Bird has “assigned and delegated to Bird Treasury all of its rights and obligations with respect to the U.S. dollar Wallets and Wallet balances that existed on or prior to September 30, 2022 so that Bird Treasury may operate and manage those Wallets and Wallet balances.”
The webpage for Bird Treasury is fabulously vague and mainly features a full-size image of a forest. It also includes an equally vague description stating that Bird Treasury Services “provides certain treasury and cash management services to its customers, including investment and information services and the administration of global bank accounts and administration of associated banking relationships.

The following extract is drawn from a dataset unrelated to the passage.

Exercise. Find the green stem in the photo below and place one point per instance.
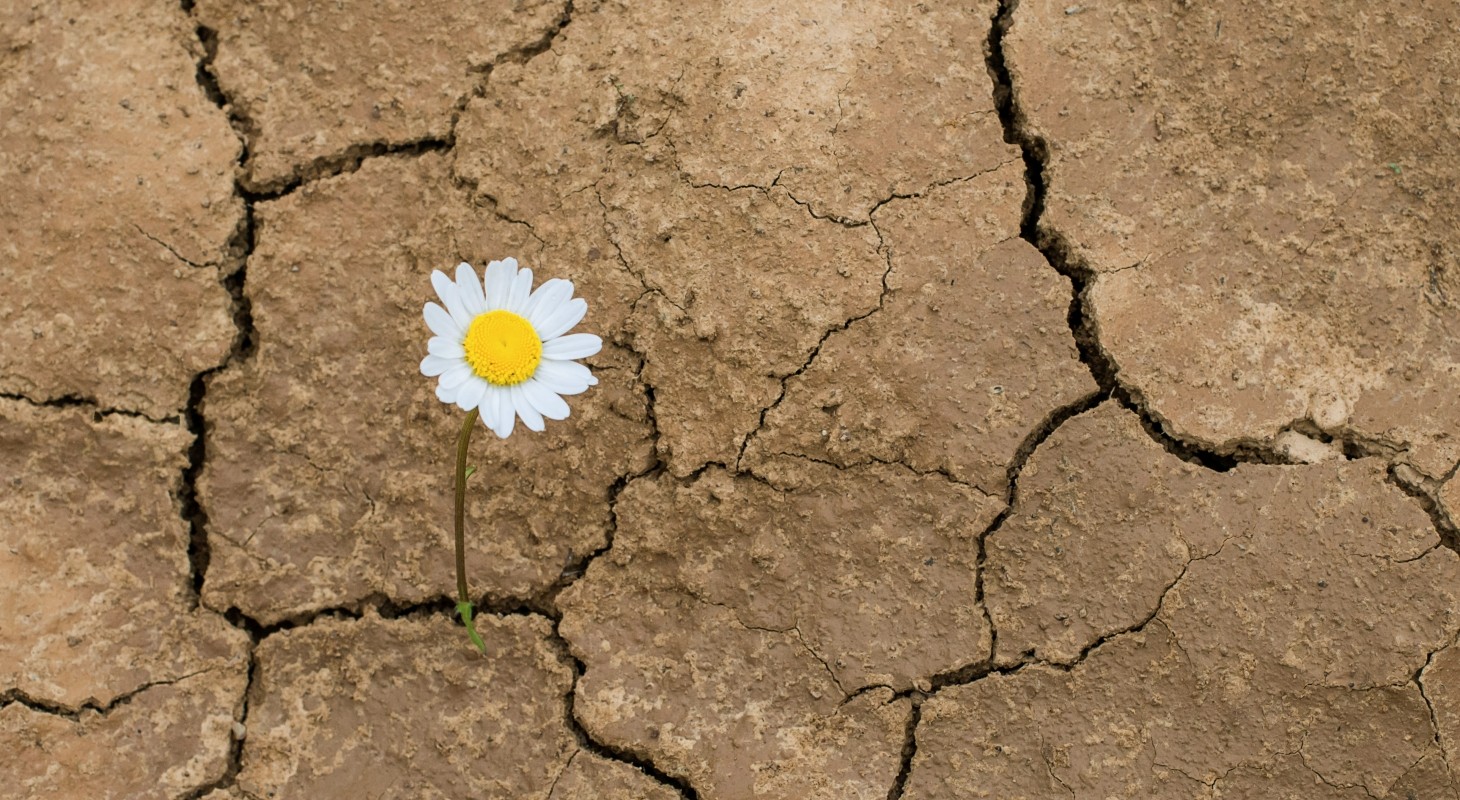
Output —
(463, 599)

In addition, we administer the Bird Wallet program on behalf of Bird Rides.”
I have some hunches, but if you have thoughts about why Bird has set up these wallet manager subsidiaries, know anything about Bird Treasury Services, or plan to let Bird manage your investments and bank accounts (!!!!) do get in touch.
The Bird Treasury web page is indeed soothing. But, I have to ask, why are there no birds in the picture of the forest? (If no actual birds, at least a Bird scooter leaning against a tree...)
Brilliant GIF BTW.
More seriously, I would supplement your dilemma #1 (how to straddle the worlds of subsidized public transport and for-profit mobility rental, spot on) with dilemma #2 (how to straddle pricing your service high enough to make money but not so high as to drive renters into just buying their own e-bike (e.g.)).